Drug discovery by targeting the protein-protein interactions involved in autophagy

Abstract

Autophagy is a cellular process in which proteins and organelles are engulfed in autophagosomal vesicles and transported to the lysosome/vacuole for degradation. Protein-protein interactions (PPIs) play a crucial role at many stages of autophagy, which present formidable but attainable targets for autophagy regulation. Moreover, selective regulation of PPIs tends to have a lower risk in causing undesired off-target effects in the context of a complicated biological network. Thus, small-molecule regulators, including peptides and peptidomimetics, targeting the critical PPIs involved in autophagy provide a new opportunity for innovative drug discovery. This article provides general background knowledge of the critical PPIs involved in autophagy and reviews a range of successful attempts on discovering regulators targeting those PPIs. Successful strategies and existing limitations in this field are also discussed.

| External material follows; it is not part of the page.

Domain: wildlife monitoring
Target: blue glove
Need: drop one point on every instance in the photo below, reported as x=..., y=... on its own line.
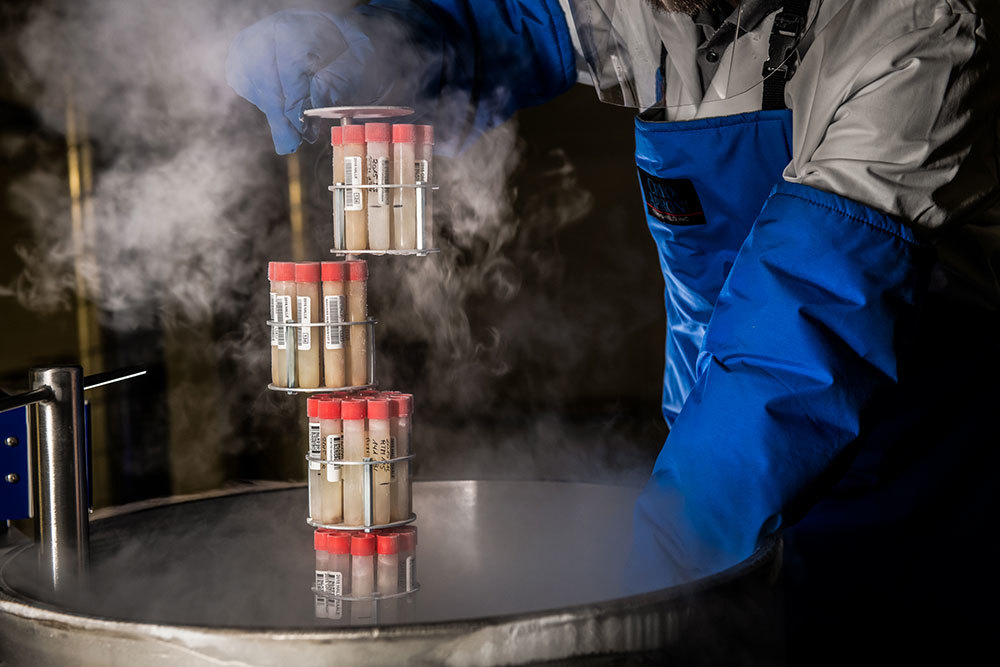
x=286, y=61
x=464, y=65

Keywords: Autophagy regulation; Drug discovery; Protein–protein interactions; Small-molecule regulators.

Graphical abstract

Figure 1

Illustration of three major types of autophagy. Macroautophagy delivers cellular contents to lysosome via the formation of autophagosomes. Chaperone-mediated autophagy is characterized by the chaperone-dependent targeting of specific cytosolic proteins containing the KFRQ motif to LAMP-2A on the lysosomal membrane for proteolysis. Microautophagy refers to a non-selective process that recruits and degrades targeted components by lysosomes.

Figure 2

Structural features of ATG8 family proteins and two examples of LC3 inhibitors. (A) Structural alignment of yeast Atg8 and human LC3A, LC3B, LC3C, GABARAP, GABARAPL1, and GABARAPL2. All protein backbones are shown as ribbon models in rainbow color scheme. (B) The crystal structure of LC3B (PDB entry 1UGM). (C) Illustration of the LIR-docking site (LDS) on LC3B, which comprises two hydrophobic pockets HP1 (orange) and HP2 (pink). (D) The crystal structure of LC3A in complex with dihydronovobiocin (PDB entry 6TBE). (E) The crystal structure of LC3B in complex with compound a4 (PDB entry 7ELG).

Figure 3

Autophagic processes that are known to be amenable to pharmacological intervention by PPI regulation.

Figure 4

Top-view of the stapled peptides (A) SP4, (B) i7-01s-20, and (C) SAH-EJ2. A hydrocarbon staple was added in each case to form an (i, i + 7) or (i, i + 4) linkage to enforce the helical structure of the peptide.

Figure 5

Assessment of the 21 drug discovery studies by targeting the PPIs in autophagy, where the AMSS score of each study is given in the last column. AMSS_1: Autophagosome quantification via microscopy analysis; AMSS_2: Autophagosome formation-related biochemical changes; AMSS_3: Autophagy substrate degradation; AMSS_4: Autophagic flux; AMSS_5: Lysosome function-related assays; AMSS_6: Target identification for chemical autophagy modulators; AMSS_7: Autophagy-dependent pharmacological effects; AMSS_8: Autophagy modulation confirmed in vitro; AMSS_9: Autophagy modulation confirmed in vivo.

Figure 6

Several general strategies for obtaining PPI regulators. (A) Identification of active hits through screening, including high-throughput screening and virtual screening. (B) Covalent modification of certain residues on the binding interface of the target PPI. (C) Design of peptide/peptidomimetic binders based on the structural information of the target PPI.